Часть 8 из 15 В начало
Для доступа к библиотеке пройдите авторизацию
– Вот как, значит? – Генрих поднялся, заворачивая нож в полоску кожи, отрезанную от штанов, а потом бросил клинок в единственный карман на своей рубахе. – Тогда мне пора в путь, отец.
– Что? – Священник начал нервно пятиться к двери от наступавшего Генриха. – Куда же ты…
– Думаете, я забуду? Думаете, прощу? – Генрих яростно посмотрел на священника, который уперся спиной в деревянную дверь. – Извините, меня ждет работа.
Скользнув в сторону, чтобы пропустить крестьянина, священник подождал, пока тот распахнул дверь и вышел на дневной свет, прежде чем пойти следом. Священник почувствовал, что в душе Генриха что-то переменилось, и справедливо заподозрил, что нужно действовать быстро, иначе один грех может породить другой. Старший сын Эгона столкнулся со святым отцом в дверях, и тот увидел, как Эгон о чем-то спорит с Генрихом во дворе, а от своих домов рядом с усадьбой подходят другие горожане.
– Что он задумал? – спросил паренек. – Выглядит хуже, чем в то утро, когда…
– Тс-с-с, мальчик мой, – перебил его священник, который в лучах солнца и в присутствии свидетелей вновь почувствовал себя храбрее. – Эй, Генрих, а ну, стой!
Генрих и Эгон повернулись к священнику, вокруг них уже образовалась небольшая толпа. Среди пришедших были родственники присяжных, которых Гроссбарты убили в горах. Священник и крестьянин расположились по разные стороны двора, и клирик почувствовал, что сейчас у него появится возможность пристыдить Генриха у всех на глазах и тем заставить покориться.
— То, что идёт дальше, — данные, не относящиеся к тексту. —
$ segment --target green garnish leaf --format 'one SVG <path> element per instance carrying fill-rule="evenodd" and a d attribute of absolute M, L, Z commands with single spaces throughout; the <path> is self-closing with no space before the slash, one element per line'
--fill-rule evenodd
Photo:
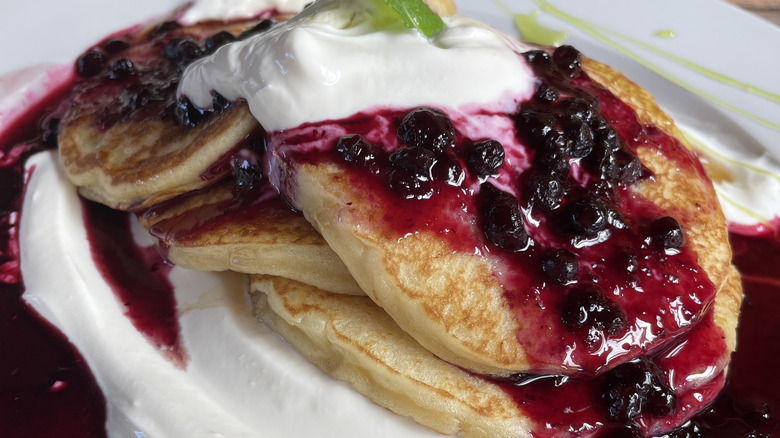
<path fill-rule="evenodd" d="M 526 43 L 543 46 L 558 46 L 566 41 L 566 32 L 553 30 L 539 23 L 537 19 L 539 12 L 535 10 L 530 14 L 512 14 L 515 26 L 520 31 L 520 39 Z"/>
<path fill-rule="evenodd" d="M 444 22 L 441 17 L 436 15 L 423 0 L 382 1 L 401 16 L 406 27 L 417 29 L 428 38 L 444 29 Z"/>

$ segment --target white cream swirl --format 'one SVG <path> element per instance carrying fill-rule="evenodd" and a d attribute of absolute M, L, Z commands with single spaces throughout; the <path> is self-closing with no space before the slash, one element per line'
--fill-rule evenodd
<path fill-rule="evenodd" d="M 382 107 L 509 111 L 533 92 L 517 53 L 524 48 L 492 28 L 456 15 L 429 40 L 400 24 L 377 30 L 356 8 L 307 9 L 223 46 L 187 68 L 179 93 L 203 108 L 211 91 L 246 99 L 265 129 L 278 131 Z"/>
<path fill-rule="evenodd" d="M 174 268 L 186 370 L 124 315 L 90 254 L 81 203 L 55 152 L 34 156 L 20 244 L 26 299 L 89 364 L 112 438 L 440 436 L 374 405 L 258 322 L 247 278 Z M 138 227 L 136 240 L 150 244 Z"/>

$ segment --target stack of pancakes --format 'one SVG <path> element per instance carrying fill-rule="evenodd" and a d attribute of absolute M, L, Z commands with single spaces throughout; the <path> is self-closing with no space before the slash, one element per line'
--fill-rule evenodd
<path fill-rule="evenodd" d="M 444 6 L 440 10 L 451 12 L 451 4 Z M 182 39 L 202 48 L 207 37 L 221 31 L 238 37 L 253 24 L 163 24 L 127 35 L 119 52 L 110 53 L 105 43 L 94 49 L 106 52 L 106 70 L 77 85 L 59 126 L 61 161 L 81 195 L 136 213 L 174 264 L 252 274 L 252 302 L 265 324 L 324 372 L 420 424 L 470 437 L 588 436 L 608 427 L 608 415 L 598 409 L 598 421 L 587 427 L 546 421 L 533 413 L 558 406 L 524 399 L 516 388 L 543 375 L 595 381 L 622 362 L 636 363 L 638 353 L 587 370 L 540 363 L 538 345 L 557 341 L 518 319 L 489 254 L 454 250 L 436 233 L 388 232 L 381 222 L 392 206 L 379 204 L 384 210 L 376 211 L 371 195 L 350 183 L 349 167 L 267 159 L 279 136 L 265 133 L 243 102 L 206 112 L 173 95 L 134 103 L 143 87 L 175 89 L 181 60 L 172 52 L 186 49 Z M 116 85 L 112 69 L 121 59 L 133 63 L 137 82 Z M 583 68 L 643 126 L 685 144 L 637 85 L 591 60 Z M 155 76 L 165 69 L 169 76 Z M 203 120 L 188 123 L 193 114 Z M 690 326 L 664 340 L 672 345 L 704 324 L 722 333 L 725 348 L 714 349 L 718 357 L 710 361 L 717 369 L 709 380 L 674 388 L 682 397 L 722 379 L 735 348 L 739 276 L 706 176 L 656 152 L 637 155 L 653 177 L 631 190 L 683 224 L 687 245 L 716 291 Z M 283 168 L 289 179 L 284 193 L 263 177 L 267 163 Z M 550 324 L 560 325 L 555 315 Z M 529 344 L 534 338 L 538 344 Z M 640 413 L 625 423 L 655 434 L 703 408 L 692 405 L 669 421 Z"/>

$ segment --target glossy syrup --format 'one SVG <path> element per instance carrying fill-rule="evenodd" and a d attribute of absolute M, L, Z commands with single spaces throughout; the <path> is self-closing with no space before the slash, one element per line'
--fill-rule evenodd
<path fill-rule="evenodd" d="M 51 90 L 0 136 L 0 436 L 104 438 L 105 399 L 68 339 L 22 299 L 19 214 L 24 164 L 47 149 L 44 117 L 68 87 Z"/>
<path fill-rule="evenodd" d="M 4 154 L 0 183 L 6 189 L 0 197 L 0 342 L 3 351 L 0 356 L 0 436 L 104 437 L 105 400 L 83 358 L 21 299 L 24 288 L 18 256 L 23 249 L 19 248 L 16 224 L 24 190 L 24 161 L 31 153 L 45 148 L 38 141 L 41 136 L 38 129 L 46 109 L 42 106 L 38 110 L 20 122 L 17 129 L 12 130 L 14 135 L 4 137 L 0 144 Z M 455 188 L 441 189 L 459 192 L 465 197 L 463 199 L 468 196 L 467 192 Z M 466 210 L 477 208 L 469 202 L 472 201 L 466 202 Z M 418 204 L 410 201 L 409 205 Z M 167 267 L 158 257 L 134 243 L 126 214 L 91 203 L 85 203 L 84 212 L 95 263 L 108 283 L 115 286 L 119 299 L 128 306 L 128 318 L 153 343 L 169 351 L 174 363 L 181 365 L 186 353 L 178 343 L 175 301 L 166 279 Z M 394 220 L 397 222 L 393 227 L 399 229 L 418 229 L 420 226 L 420 223 L 409 223 L 405 219 Z M 450 219 L 442 217 L 442 220 Z M 426 219 L 428 226 L 445 223 L 437 221 Z M 438 230 L 447 235 L 457 228 Z M 475 240 L 470 240 L 474 239 L 473 233 L 466 236 L 465 241 L 473 244 Z M 780 381 L 774 369 L 776 350 L 780 346 L 777 336 L 780 323 L 775 317 L 780 312 L 780 272 L 776 269 L 780 262 L 780 237 L 777 234 L 752 237 L 732 234 L 732 241 L 735 262 L 745 274 L 747 297 L 732 374 L 712 409 L 668 435 L 671 437 L 756 438 L 780 434 L 773 417 L 780 408 L 777 403 Z M 670 372 L 707 365 L 706 361 L 692 364 L 686 358 L 706 356 L 717 360 L 717 354 L 711 353 L 722 351 L 722 346 L 718 343 L 719 334 L 711 329 L 708 318 L 704 316 L 688 335 L 687 339 L 695 342 L 682 346 L 692 351 L 676 356 L 667 354 L 668 349 L 656 352 L 655 361 L 659 366 Z M 6 354 L 8 351 L 11 354 Z M 714 398 L 723 381 L 722 376 L 713 376 L 711 383 L 702 388 L 681 390 L 678 408 Z M 572 429 L 572 436 L 588 436 L 591 428 L 600 428 L 599 432 L 594 432 L 600 436 L 630 436 L 626 433 L 631 432 L 619 426 L 600 426 L 608 423 L 600 403 L 602 384 L 601 378 L 565 380 L 560 377 L 520 378 L 511 384 L 505 383 L 521 409 L 550 424 L 550 429 L 535 431 L 539 437 L 552 436 L 552 427 L 561 425 L 568 425 L 563 428 Z M 663 418 L 643 416 L 643 430 L 652 430 L 653 424 L 674 422 L 676 415 L 681 414 Z"/>
<path fill-rule="evenodd" d="M 704 176 L 704 170 L 693 154 L 660 130 L 640 125 L 633 110 L 607 90 L 598 87 L 584 75 L 577 79 L 576 85 L 578 90 L 590 91 L 591 96 L 600 102 L 600 117 L 609 121 L 632 151 L 651 148 L 655 153 L 674 161 L 679 168 Z M 524 102 L 518 111 L 527 111 L 530 105 Z M 549 106 L 541 109 L 551 111 Z M 278 156 L 288 161 L 290 168 L 321 161 L 331 161 L 342 166 L 345 170 L 344 178 L 349 178 L 351 186 L 365 193 L 365 202 L 372 206 L 370 211 L 374 217 L 362 220 L 372 221 L 372 230 L 386 234 L 390 240 L 426 231 L 441 237 L 453 251 L 480 254 L 491 260 L 494 275 L 502 283 L 516 320 L 520 326 L 533 327 L 518 330 L 517 337 L 536 362 L 534 365 L 540 374 L 558 367 L 565 368 L 567 374 L 595 375 L 626 358 L 644 355 L 649 350 L 660 348 L 664 340 L 684 332 L 698 321 L 714 299 L 714 285 L 699 267 L 697 255 L 690 247 L 680 248 L 670 255 L 644 244 L 650 224 L 664 216 L 664 213 L 648 200 L 635 195 L 628 184 L 617 182 L 607 189 L 599 186 L 603 180 L 584 163 L 587 157 L 583 162 L 571 164 L 573 169 L 577 169 L 572 170 L 571 174 L 579 175 L 579 180 L 573 181 L 570 176 L 567 178 L 572 186 L 579 184 L 579 187 L 571 190 L 569 203 L 577 199 L 579 192 L 610 191 L 605 197 L 611 196 L 609 204 L 625 222 L 622 228 L 605 230 L 604 235 L 608 238 L 600 243 L 590 244 L 587 239 L 572 237 L 568 232 L 561 231 L 558 222 L 566 215 L 565 206 L 544 214 L 529 201 L 521 204 L 521 208 L 524 209 L 526 223 L 535 222 L 527 231 L 532 244 L 518 252 L 497 248 L 483 233 L 485 219 L 480 196 L 484 185 L 481 186 L 479 179 L 470 172 L 466 173 L 465 181 L 459 185 L 434 180 L 431 189 L 433 195 L 429 198 L 404 199 L 388 185 L 395 169 L 388 156 L 392 156 L 394 149 L 403 146 L 392 137 L 404 115 L 403 111 L 380 110 L 369 115 L 358 114 L 346 120 L 304 125 L 271 134 L 269 143 Z M 520 118 L 520 115 L 510 117 Z M 344 130 L 348 134 L 359 134 L 378 145 L 381 150 L 376 152 L 375 169 L 345 163 L 334 152 L 337 138 L 333 133 Z M 466 138 L 458 132 L 448 153 L 451 152 L 463 163 L 473 144 L 481 140 L 484 139 Z M 524 140 L 526 144 L 530 142 Z M 522 151 L 518 155 L 534 156 L 534 151 Z M 521 192 L 518 198 L 522 199 L 523 188 L 533 185 L 528 181 L 528 175 L 532 175 L 536 169 L 536 164 L 517 174 L 517 169 L 504 169 L 497 179 L 506 186 L 515 187 Z M 493 178 L 488 179 L 488 182 L 493 182 Z M 716 202 L 714 198 L 712 202 Z M 376 218 L 375 212 L 383 212 L 382 217 Z M 537 269 L 542 257 L 560 248 L 570 250 L 579 257 L 580 270 L 574 285 L 552 284 Z M 627 254 L 638 261 L 635 272 L 614 268 L 618 260 Z M 625 327 L 608 337 L 605 348 L 601 349 L 586 345 L 581 334 L 573 333 L 561 322 L 560 309 L 566 305 L 569 291 L 578 285 L 590 284 L 597 284 L 602 290 L 609 291 L 610 298 L 617 302 L 626 320 Z M 677 307 L 672 309 L 672 306 Z"/>
<path fill-rule="evenodd" d="M 141 247 L 133 239 L 130 214 L 90 201 L 82 202 L 84 227 L 92 259 L 125 316 L 162 354 L 186 368 L 187 351 L 181 344 L 171 265 L 154 246 Z"/>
– Я знаю, что ты замышляешь! – воскликнул священник, обращаясь к жителям городка в той же степени, что и к Генриху. – Ты хочешь справедливости! Как и все мы, верно? Но ты рискуешь блаженством собственной души, когда пытаешься взять на себя труд Господа!
– А ты, значит, не берешь на себя каждый божий день труд Господа? – парировал Генрих, и при этих словах многие его соседи ахнули. – Я одного хочу добиться: перехватить Гроссбартов до того, как они доберутся до священника и получат отпущение. Нет для таких, как они, места на Небесах, и я – лишь орудие Божьей воли.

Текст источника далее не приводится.